Recently, the Taiwanese Navy detected an unidentified submarine outside one of its major naval bases. Ships and helicopters pursued the contact, but the suspected submarine left the area. A Chinese boat was suspected, mainly because for the last decade, Chinese subs have increasingly been showing up close to Japan and South Korea as well.
Two years ago, Japan increased anti-submarine patrols in international waters, just outside Japanese territorial waters. Chinese submarines were apparently exercising there more frequently, looking for Japanese, South Korean and American warships to play tag with. The U.S. has also redirected more of its space based naval search capabilities to assist the Japanese.
Chinese Song class diesel electric and Han class nuclear powered boats have been detected and tracked with increasing frequency over the last few years. In that time, one of each of these was spotted stalking the American carrier USS George Washington, as it headed to South Korea for a visit.
China is rapidly acquiring advanced submarine building capabilities, and providing money (for fuel and spare parts) to send its subs to sea more often. Moreover, new classes of boats are constantly appearing. The new Type 39A, or Yuan class, looks just like the Russian Kilo class. In the late 1990s, the Chinese began ordering Russian Kilo class subs, then one of the latest diesel-electric design available. Russia was selling new Kilos for about $200 million each, which is about half the price other Western nations sell similar boats for. The Kilos weigh 2,300 tons (surface displacement), have six torpedo tubes and a crew of 57. They are quiet, and can travel about 700 kilometers under water at a quiet speed of about five kilometers an hour. Kilos carry 18 torpedoes or SS-N-27 anti-ship missiles (with a range of 300 kilometers and launched underwater from the torpedo tubes.) The combination of quietness and cruise missiles makes Kilo very dangerous to American carriers. North Korea and Iran have also bought Kilos.
The Chinese have already built two Yuans, the second one an improvement on the first. These two boats have been at sea to try out the technology that was pilfered from the Russians. A third Yuan is under construction, and it also appears to be a bit different from the first two. The first Yuan appeared to be a copy of the early model Kilo (the model 877), while the second Yuan (referred to as a Type 39B) appeared to copy the late Kilos (model 636). The third Yuan may end up being a further evolution, or Type 39C.

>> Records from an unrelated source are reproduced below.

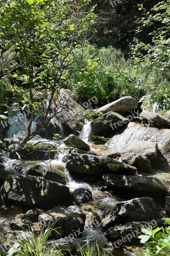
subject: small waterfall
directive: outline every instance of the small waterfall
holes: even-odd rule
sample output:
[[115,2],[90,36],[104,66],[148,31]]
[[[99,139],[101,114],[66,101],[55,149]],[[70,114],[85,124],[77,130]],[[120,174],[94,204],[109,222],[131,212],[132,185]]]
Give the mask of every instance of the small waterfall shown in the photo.
[[88,137],[90,136],[91,130],[91,122],[87,119],[85,119],[85,124],[83,125],[82,132],[79,135],[79,138],[82,139],[86,143],[88,143]]
[[[28,132],[28,127],[29,125],[29,121],[26,115],[24,115],[20,111],[17,113],[17,114],[12,115],[13,108],[9,108],[9,116],[13,118],[13,122],[10,125],[7,132],[7,139],[9,140],[16,138],[24,138],[26,137]],[[17,118],[14,119],[16,116]],[[35,116],[32,122],[31,131],[31,132],[34,131],[36,129],[37,123],[40,116]],[[16,120],[16,121],[14,121]],[[38,140],[41,139],[39,135],[36,135],[31,140]]]

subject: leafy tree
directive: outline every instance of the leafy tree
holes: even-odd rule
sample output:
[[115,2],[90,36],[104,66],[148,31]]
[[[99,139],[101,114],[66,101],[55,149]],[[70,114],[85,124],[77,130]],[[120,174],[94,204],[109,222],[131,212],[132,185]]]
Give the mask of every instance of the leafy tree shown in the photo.
[[[140,6],[139,9],[143,9]],[[133,58],[138,65],[156,67],[163,70],[170,68],[170,1],[162,1],[151,9],[154,13],[145,13],[142,18],[140,32],[146,27],[154,27],[150,33],[152,42],[146,44],[136,38],[132,46]],[[159,28],[157,28],[159,26]]]
[[[14,59],[17,61],[14,70],[6,71],[5,76],[12,81],[10,89],[15,102],[12,114],[26,109],[31,113],[24,138],[5,139],[0,122],[1,148],[8,149],[16,143],[25,144],[58,111],[60,106],[49,117],[54,96],[58,97],[60,89],[71,76],[73,64],[77,61],[74,52],[81,48],[85,33],[92,29],[94,7],[90,9],[88,4],[89,0],[0,1],[0,62],[9,50],[12,54],[6,58],[4,67]],[[44,99],[47,107],[40,109],[40,102]],[[7,109],[9,106],[8,101],[0,105]],[[0,114],[0,118],[6,121],[6,114],[2,111]],[[33,131],[36,115],[40,117]]]

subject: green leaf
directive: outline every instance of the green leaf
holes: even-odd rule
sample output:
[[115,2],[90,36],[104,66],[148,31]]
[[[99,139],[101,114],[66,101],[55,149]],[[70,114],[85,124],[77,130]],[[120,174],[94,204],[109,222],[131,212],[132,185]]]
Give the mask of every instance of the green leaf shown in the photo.
[[148,236],[152,236],[152,227],[151,226],[149,226],[147,229],[144,229],[142,228],[141,229],[142,232],[144,234],[146,234],[146,235],[148,235]]
[[163,219],[169,225],[170,225],[170,219],[163,217]]
[[7,116],[3,115],[0,115],[0,119],[6,119],[6,118],[7,118]]
[[162,227],[157,227],[155,230],[154,230],[152,232],[152,235],[153,236],[155,236],[155,234],[158,231],[159,231],[161,230],[162,229]]
[[145,235],[141,235],[141,236],[139,236],[138,237],[140,239],[141,239],[140,241],[141,244],[145,244],[150,238],[149,236]]

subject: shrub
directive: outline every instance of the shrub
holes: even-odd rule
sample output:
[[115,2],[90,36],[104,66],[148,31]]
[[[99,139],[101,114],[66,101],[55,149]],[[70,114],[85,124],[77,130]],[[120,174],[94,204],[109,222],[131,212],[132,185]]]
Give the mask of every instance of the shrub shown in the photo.
[[[170,225],[170,220],[164,218]],[[141,253],[144,256],[168,256],[170,255],[170,226],[166,227],[157,227],[153,230],[152,227],[147,229],[142,229],[144,235],[138,237],[141,243],[145,244],[147,249]]]

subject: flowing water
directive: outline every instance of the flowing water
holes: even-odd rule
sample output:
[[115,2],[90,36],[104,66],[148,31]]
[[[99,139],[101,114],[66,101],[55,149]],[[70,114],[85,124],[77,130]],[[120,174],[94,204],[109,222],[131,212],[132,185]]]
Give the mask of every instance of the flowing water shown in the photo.
[[[14,122],[13,124],[10,125],[7,132],[7,139],[8,140],[11,140],[14,138],[21,137],[24,137],[26,136],[29,121],[27,117],[21,113],[20,113],[20,114],[22,117],[22,120],[20,122]],[[38,118],[39,116],[38,116],[35,117],[31,127],[31,131],[35,130]],[[85,120],[85,123],[83,127],[79,137],[86,143],[88,143],[88,137],[91,134],[91,122]],[[60,124],[58,126],[60,128],[60,135],[62,139],[64,138],[64,134],[62,125]],[[42,139],[40,135],[36,136],[32,140],[32,141],[35,142],[41,141],[41,142],[42,141],[46,143],[48,141],[47,140]],[[64,143],[61,143],[60,147],[61,150],[64,150]],[[99,206],[101,214],[103,213],[102,211],[104,212],[105,209],[108,209],[108,207],[113,208],[118,201],[116,198],[113,197],[108,192],[98,191],[94,189],[88,183],[77,182],[72,178],[68,170],[66,169],[65,164],[62,161],[62,158],[65,155],[65,154],[64,150],[63,150],[63,153],[56,154],[54,159],[51,160],[50,164],[53,166],[60,165],[64,167],[65,172],[68,178],[68,182],[66,186],[69,188],[72,191],[78,188],[83,188],[89,189],[92,192],[93,200],[95,201],[96,201],[98,205]],[[17,160],[15,159],[10,159],[9,158],[9,153],[4,151],[3,152],[2,159],[3,161],[3,164],[6,169],[9,171],[12,174],[17,174],[16,171],[14,171],[14,168],[12,167],[12,164],[14,163],[16,163]],[[20,162],[19,160],[18,161]],[[49,165],[50,163],[49,161],[47,161],[41,163],[41,164]],[[69,207],[68,209],[71,210],[76,211],[80,210],[80,208],[77,206],[71,206]],[[108,247],[109,242],[102,232],[101,225],[98,225],[96,228],[93,229],[90,227],[89,222],[91,215],[93,215],[92,212],[90,212],[89,214],[86,215],[85,223],[82,237],[80,238],[73,239],[72,242],[76,244],[77,243],[80,244],[83,244],[85,243],[87,241],[87,237],[88,236],[91,241],[96,241],[96,240],[98,241],[102,247],[104,248]]]

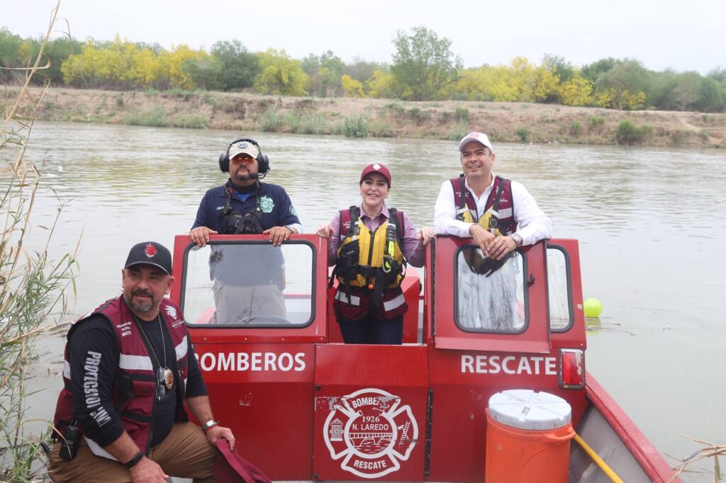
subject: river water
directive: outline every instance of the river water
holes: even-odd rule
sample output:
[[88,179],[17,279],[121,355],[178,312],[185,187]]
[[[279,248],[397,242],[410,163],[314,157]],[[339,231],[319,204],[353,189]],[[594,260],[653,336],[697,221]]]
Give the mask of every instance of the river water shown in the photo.
[[[133,244],[153,239],[171,247],[174,234],[188,231],[204,192],[226,179],[217,158],[237,134],[35,125],[26,159],[44,160],[48,174],[33,224],[47,225],[57,213],[52,188],[66,205],[52,253],[72,252],[80,239],[78,296],[68,318],[119,293]],[[285,188],[308,233],[358,202],[360,171],[374,161],[393,173],[388,205],[406,210],[418,227],[431,226],[441,183],[460,169],[455,141],[244,134],[269,156],[266,181]],[[684,458],[698,449],[681,434],[726,443],[724,152],[495,148],[495,172],[529,189],[552,218],[555,237],[580,242],[584,296],[604,307],[587,334],[588,370],[661,453]],[[34,228],[33,243],[44,233]],[[48,389],[30,410],[41,418],[52,418],[60,387],[62,342],[47,343],[42,372],[49,368],[50,377],[36,385]]]

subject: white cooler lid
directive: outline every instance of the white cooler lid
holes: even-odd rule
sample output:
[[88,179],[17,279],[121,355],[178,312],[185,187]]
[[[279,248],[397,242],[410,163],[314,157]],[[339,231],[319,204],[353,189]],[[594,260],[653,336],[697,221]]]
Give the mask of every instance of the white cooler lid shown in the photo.
[[572,417],[572,409],[563,398],[530,389],[497,392],[489,397],[489,407],[492,419],[520,429],[556,429]]

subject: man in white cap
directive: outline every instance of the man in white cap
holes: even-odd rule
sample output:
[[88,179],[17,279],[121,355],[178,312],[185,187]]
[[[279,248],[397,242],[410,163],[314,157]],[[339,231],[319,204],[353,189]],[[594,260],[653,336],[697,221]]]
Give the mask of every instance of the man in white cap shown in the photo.
[[[434,209],[436,231],[438,234],[472,237],[481,250],[478,260],[468,262],[472,273],[492,275],[502,266],[513,250],[550,238],[552,221],[523,186],[492,173],[497,157],[486,134],[467,134],[459,143],[459,152],[463,173],[441,185]],[[497,278],[501,276],[488,282],[496,284]],[[511,284],[500,285],[510,286]],[[473,316],[476,320],[470,317],[469,321],[479,328],[491,329],[492,321],[484,320],[487,316],[482,313],[481,307],[491,306],[497,296],[481,292],[479,290],[478,294],[465,295],[475,307],[473,311],[479,314]],[[481,301],[482,297],[486,298],[486,302]],[[467,305],[462,302],[460,300],[460,315]],[[477,305],[479,308],[476,308]],[[510,316],[511,313],[507,318]],[[523,323],[521,317],[515,318]],[[513,324],[507,327],[513,330],[519,323],[510,320],[503,326],[507,324]]]

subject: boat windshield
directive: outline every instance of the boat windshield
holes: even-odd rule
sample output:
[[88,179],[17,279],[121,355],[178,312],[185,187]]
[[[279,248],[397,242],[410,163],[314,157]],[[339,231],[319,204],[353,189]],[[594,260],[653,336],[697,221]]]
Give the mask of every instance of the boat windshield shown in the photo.
[[313,246],[212,242],[187,252],[182,308],[191,325],[303,327],[313,318]]
[[[513,252],[493,273],[492,260],[478,247],[456,255],[456,324],[470,332],[520,332],[526,322],[524,258]],[[489,276],[487,276],[489,275]]]

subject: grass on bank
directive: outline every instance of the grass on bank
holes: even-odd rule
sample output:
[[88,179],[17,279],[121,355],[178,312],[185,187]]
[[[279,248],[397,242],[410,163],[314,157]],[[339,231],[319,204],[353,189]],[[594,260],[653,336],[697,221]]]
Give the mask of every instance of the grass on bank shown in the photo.
[[[30,482],[45,477],[45,453],[41,443],[48,439],[49,429],[33,434],[32,421],[25,412],[29,396],[28,381],[33,377],[33,365],[41,355],[36,342],[54,326],[52,320],[65,311],[66,291],[73,285],[74,255],[54,261],[49,253],[55,222],[50,227],[30,223],[36,197],[43,179],[43,167],[24,159],[25,150],[36,113],[47,92],[46,85],[39,96],[28,89],[30,79],[40,68],[43,51],[52,30],[58,6],[41,43],[35,64],[14,71],[23,85],[7,110],[0,131],[0,167],[4,183],[0,191],[0,481]],[[24,76],[24,77],[23,77]],[[46,229],[44,247],[27,247],[31,229]]]

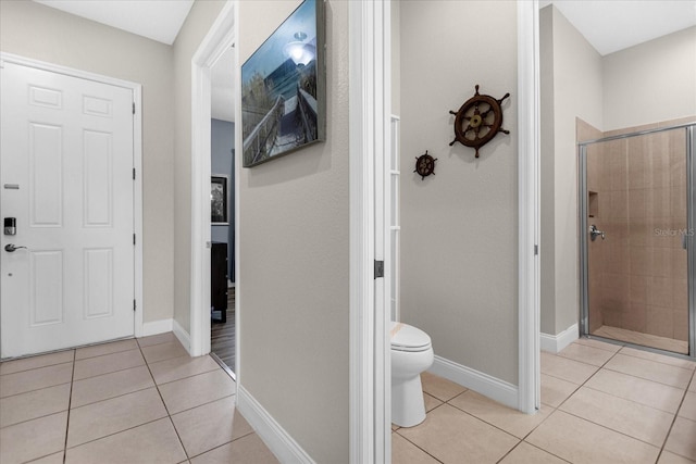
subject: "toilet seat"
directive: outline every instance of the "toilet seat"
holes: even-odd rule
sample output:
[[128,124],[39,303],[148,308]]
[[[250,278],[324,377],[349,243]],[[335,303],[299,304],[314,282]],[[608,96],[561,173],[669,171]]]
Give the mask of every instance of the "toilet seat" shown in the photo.
[[431,338],[423,330],[403,323],[391,323],[391,350],[406,352],[427,351]]

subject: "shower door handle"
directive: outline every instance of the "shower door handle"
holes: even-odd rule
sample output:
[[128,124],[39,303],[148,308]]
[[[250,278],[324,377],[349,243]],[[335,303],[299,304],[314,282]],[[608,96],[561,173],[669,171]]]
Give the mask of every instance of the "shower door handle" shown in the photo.
[[600,236],[602,240],[606,238],[604,230],[599,230],[597,226],[593,224],[592,226],[589,226],[589,239],[592,241],[595,241],[597,239],[597,236]]

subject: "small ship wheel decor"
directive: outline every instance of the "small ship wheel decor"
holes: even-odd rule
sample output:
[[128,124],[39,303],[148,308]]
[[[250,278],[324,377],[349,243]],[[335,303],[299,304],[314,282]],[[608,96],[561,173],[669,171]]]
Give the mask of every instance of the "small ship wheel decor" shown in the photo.
[[431,156],[427,154],[427,150],[425,150],[425,153],[420,156],[415,156],[415,170],[413,172],[418,173],[418,175],[421,176],[421,180],[423,180],[431,174],[435,174],[436,161],[437,158]]
[[460,142],[467,147],[476,149],[476,158],[478,158],[478,148],[488,143],[498,133],[510,134],[502,126],[502,109],[500,104],[502,100],[510,97],[506,93],[501,99],[495,99],[489,95],[480,95],[478,85],[476,84],[476,93],[461,105],[459,111],[450,111],[455,117],[455,142]]

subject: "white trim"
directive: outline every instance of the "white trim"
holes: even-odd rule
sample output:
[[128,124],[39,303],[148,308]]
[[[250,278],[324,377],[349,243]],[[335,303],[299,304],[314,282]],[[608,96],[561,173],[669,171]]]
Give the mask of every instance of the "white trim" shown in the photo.
[[149,337],[151,335],[165,334],[174,329],[174,319],[152,321],[142,324],[142,333],[136,337]]
[[435,356],[435,362],[427,372],[444,377],[477,393],[488,397],[506,406],[519,409],[518,387],[499,378],[472,369],[440,356]]
[[210,68],[234,43],[235,11],[227,1],[191,59],[191,356],[210,352]]
[[538,0],[518,0],[519,371],[518,409],[540,404]]
[[[390,75],[388,1],[349,2],[349,462],[390,462],[391,381],[386,326],[389,291],[374,281],[374,260],[386,252],[375,243],[375,176],[388,176]],[[378,170],[375,170],[377,167]],[[377,174],[378,172],[378,174]],[[388,185],[388,184],[387,184]],[[382,191],[384,186],[380,187]],[[380,200],[383,193],[380,193]],[[387,200],[388,201],[388,200]],[[388,213],[388,204],[384,212]],[[384,234],[382,234],[384,235]],[[387,243],[388,236],[387,235]],[[382,238],[380,239],[382,240]],[[388,248],[388,247],[387,247]],[[388,277],[388,269],[385,277]],[[386,281],[386,278],[384,279]],[[380,301],[375,304],[375,298]],[[376,334],[376,335],[375,335]],[[381,336],[380,336],[381,334]]]
[[179,323],[176,322],[176,319],[172,319],[172,331],[174,333],[178,341],[182,342],[184,348],[186,348],[186,351],[188,351],[188,353],[192,356],[194,354],[191,354],[191,339],[188,336],[188,333],[184,330],[184,328]]
[[237,410],[282,463],[312,464],[312,457],[275,422],[241,385],[237,385]]
[[135,114],[133,115],[133,167],[136,170],[136,179],[133,189],[133,230],[136,234],[136,244],[133,261],[134,299],[136,310],[134,315],[134,336],[144,337],[144,314],[145,306],[142,300],[142,86],[130,80],[119,79],[104,76],[102,74],[90,73],[76,70],[74,67],[61,66],[59,64],[20,57],[13,53],[0,52],[0,67],[3,62],[15,63],[23,66],[44,70],[51,73],[64,74],[66,76],[78,77],[80,79],[94,80],[111,86],[123,87],[133,91],[135,103]]
[[542,334],[539,336],[542,351],[548,351],[554,354],[559,353],[563,348],[577,340],[579,334],[577,324],[573,324],[558,335]]

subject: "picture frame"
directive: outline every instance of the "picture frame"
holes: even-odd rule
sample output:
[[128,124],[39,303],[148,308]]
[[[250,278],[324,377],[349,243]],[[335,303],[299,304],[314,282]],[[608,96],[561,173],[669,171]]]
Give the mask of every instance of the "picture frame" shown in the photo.
[[228,178],[224,175],[210,176],[210,224],[229,225]]
[[323,0],[304,0],[241,65],[243,166],[325,139]]

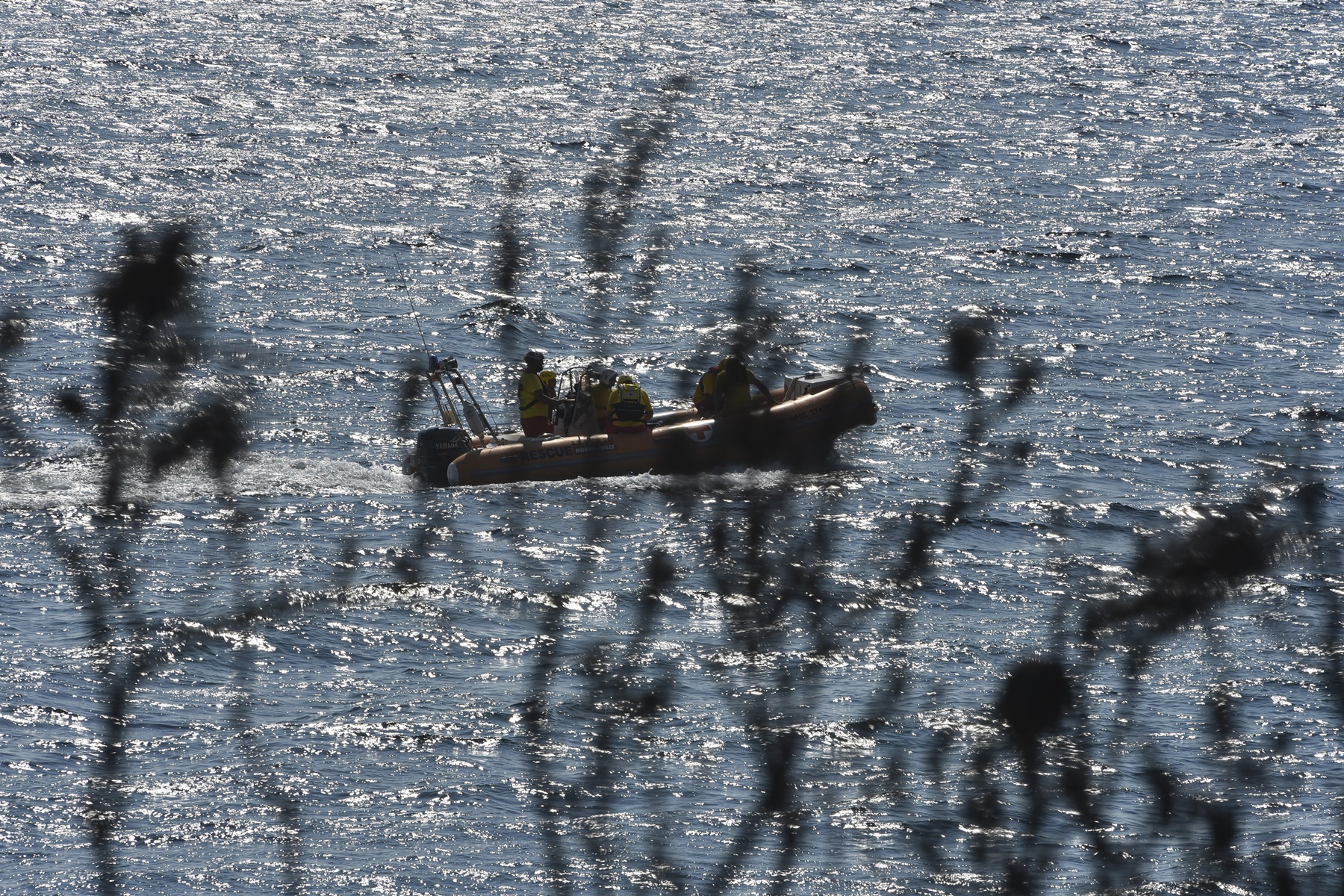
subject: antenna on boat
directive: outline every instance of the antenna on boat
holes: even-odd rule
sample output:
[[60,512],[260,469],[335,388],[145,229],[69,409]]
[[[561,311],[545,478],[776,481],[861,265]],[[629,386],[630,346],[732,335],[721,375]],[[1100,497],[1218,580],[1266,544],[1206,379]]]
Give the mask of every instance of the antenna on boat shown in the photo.
[[[491,431],[491,435],[499,438],[499,430],[491,423],[491,418],[485,416],[485,411],[481,408],[481,403],[476,400],[472,394],[472,387],[466,384],[462,379],[462,373],[457,369],[456,357],[445,357],[439,367],[448,373],[448,382],[453,384],[453,391],[457,392],[457,400],[462,403],[462,414],[466,416],[466,424],[472,427],[472,433],[476,435],[484,435],[485,430]],[[446,390],[445,390],[446,392]],[[464,398],[462,394],[466,394]]]
[[[406,302],[411,306],[411,317],[415,318],[415,329],[421,334],[421,345],[425,348],[425,356],[429,359],[429,391],[434,395],[434,407],[438,408],[438,416],[444,420],[444,426],[461,426],[461,418],[457,415],[457,407],[453,404],[452,396],[444,387],[444,380],[439,379],[438,359],[430,355],[429,340],[425,339],[425,328],[419,324],[419,312],[415,310],[415,297],[410,292],[410,283],[406,282],[406,273],[402,271],[402,262],[399,258],[392,257],[392,262],[396,265],[396,274],[402,278],[402,289],[406,290]],[[442,391],[442,398],[439,398],[439,391]],[[444,406],[448,402],[448,407]]]

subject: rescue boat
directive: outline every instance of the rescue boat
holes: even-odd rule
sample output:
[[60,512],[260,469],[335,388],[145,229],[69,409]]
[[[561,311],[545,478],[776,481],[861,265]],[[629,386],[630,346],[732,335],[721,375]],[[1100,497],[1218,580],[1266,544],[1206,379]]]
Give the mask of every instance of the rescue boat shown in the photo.
[[771,399],[773,404],[761,400],[731,418],[696,419],[694,410],[656,414],[645,430],[616,435],[582,433],[573,406],[558,426],[559,435],[481,431],[472,437],[464,429],[439,426],[419,433],[402,469],[431,486],[458,486],[704,473],[727,466],[797,467],[821,462],[840,434],[876,423],[868,386],[847,373],[788,377]]

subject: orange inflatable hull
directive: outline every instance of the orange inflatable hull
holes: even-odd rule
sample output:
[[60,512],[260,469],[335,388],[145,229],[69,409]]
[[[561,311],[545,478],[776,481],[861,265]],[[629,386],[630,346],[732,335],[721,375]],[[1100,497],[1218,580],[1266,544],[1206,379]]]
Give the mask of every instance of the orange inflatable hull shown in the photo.
[[[782,390],[777,394],[782,395]],[[685,416],[672,415],[660,426],[629,435],[519,438],[473,446],[448,465],[446,481],[430,484],[491,485],[817,463],[841,433],[875,423],[876,404],[863,380],[847,379],[814,395],[780,400],[737,418]],[[409,469],[415,472],[413,463]]]

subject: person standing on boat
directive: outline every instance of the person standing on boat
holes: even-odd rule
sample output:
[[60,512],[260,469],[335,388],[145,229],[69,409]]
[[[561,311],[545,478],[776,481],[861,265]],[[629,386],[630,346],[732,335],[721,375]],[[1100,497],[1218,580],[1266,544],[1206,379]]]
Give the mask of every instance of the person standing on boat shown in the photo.
[[714,383],[714,415],[737,416],[751,410],[751,387],[765,395],[767,404],[774,404],[770,387],[757,379],[747,365],[737,356],[719,361],[719,373]]
[[612,423],[612,396],[616,395],[616,371],[598,367],[589,371],[589,396],[593,399],[593,418],[597,431],[606,433]]
[[551,408],[558,407],[560,400],[547,395],[542,382],[546,355],[534,348],[523,356],[523,375],[517,377],[517,415],[523,435],[536,438],[552,431]]
[[695,410],[700,412],[702,418],[714,416],[714,384],[719,379],[722,367],[723,361],[719,361],[707,369],[700,382],[695,384],[695,395],[691,396],[691,403],[695,404]]
[[606,431],[610,435],[642,433],[652,418],[649,394],[640,388],[633,376],[621,373],[612,391],[612,424]]

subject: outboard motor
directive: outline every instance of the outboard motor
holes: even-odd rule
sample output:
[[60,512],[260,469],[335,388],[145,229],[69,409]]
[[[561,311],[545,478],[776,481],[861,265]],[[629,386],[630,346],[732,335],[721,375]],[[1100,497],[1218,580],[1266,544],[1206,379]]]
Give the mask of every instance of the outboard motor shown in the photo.
[[465,430],[446,426],[421,430],[415,437],[415,455],[419,474],[430,485],[449,485],[448,465],[462,457],[472,447],[472,439]]

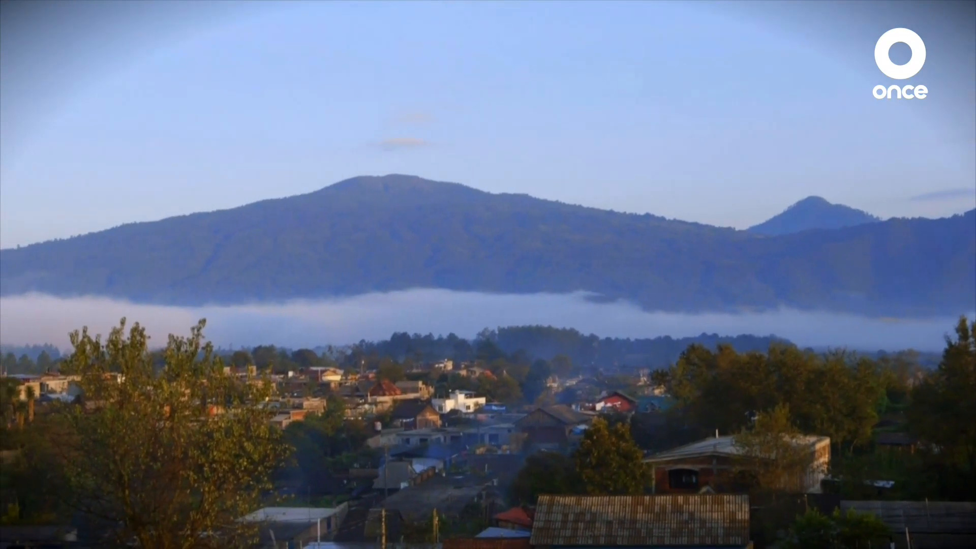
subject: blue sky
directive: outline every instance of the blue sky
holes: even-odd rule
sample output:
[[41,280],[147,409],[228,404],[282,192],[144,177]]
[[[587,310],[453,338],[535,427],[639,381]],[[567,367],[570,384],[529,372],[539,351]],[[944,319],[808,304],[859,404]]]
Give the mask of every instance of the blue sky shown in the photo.
[[[387,173],[737,228],[976,206],[976,3],[55,6],[4,4],[3,247]],[[871,95],[896,26],[923,101]]]

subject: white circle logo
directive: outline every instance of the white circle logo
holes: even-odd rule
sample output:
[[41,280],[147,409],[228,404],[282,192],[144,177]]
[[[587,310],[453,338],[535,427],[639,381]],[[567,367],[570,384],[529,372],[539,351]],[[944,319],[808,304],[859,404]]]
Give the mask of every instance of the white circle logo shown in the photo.
[[[895,64],[888,57],[888,50],[891,46],[903,42],[912,49],[912,59],[905,64]],[[874,44],[874,63],[888,78],[895,80],[906,80],[918,74],[921,66],[925,64],[925,43],[921,37],[908,28],[892,28],[877,39]]]

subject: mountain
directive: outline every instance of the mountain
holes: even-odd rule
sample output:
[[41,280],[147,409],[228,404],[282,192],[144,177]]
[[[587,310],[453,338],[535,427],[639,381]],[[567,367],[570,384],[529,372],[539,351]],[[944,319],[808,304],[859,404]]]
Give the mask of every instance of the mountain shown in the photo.
[[587,290],[645,308],[959,315],[976,210],[782,236],[412,176],[0,251],[0,294],[202,305],[417,287]]
[[867,212],[843,204],[832,204],[820,196],[807,196],[783,213],[747,229],[755,234],[778,236],[812,229],[842,229],[881,221]]

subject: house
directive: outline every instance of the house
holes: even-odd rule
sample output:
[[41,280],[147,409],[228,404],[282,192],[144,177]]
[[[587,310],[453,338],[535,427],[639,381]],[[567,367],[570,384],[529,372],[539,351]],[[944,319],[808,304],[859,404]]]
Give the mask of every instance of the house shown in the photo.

Preceding the Yuans was the Type 39, or Song class. This was the first Chinese sub to have the teardrop shaped hull, and was based on the predecessor of the Kilo, the Romeo class. The Type 39A was thought to be just an improved Song, but on closer examination, especially by the Russians, it looked like a clone of the Kilos. The Yuan class also have AIP (Air Independent Propulsion), which allows non-nuclear boats to stay underwater for days at a time. China currently has 13 Song class, 12 Kilo class, two Yuan class and 25 Romeo class boats. There are only three Han class SSNs, as the Chinese are still having a lot of problems with nuclear power in subs. Despite that, the Hans are going to sea, even though they are noisy and easily detected by Western sensors.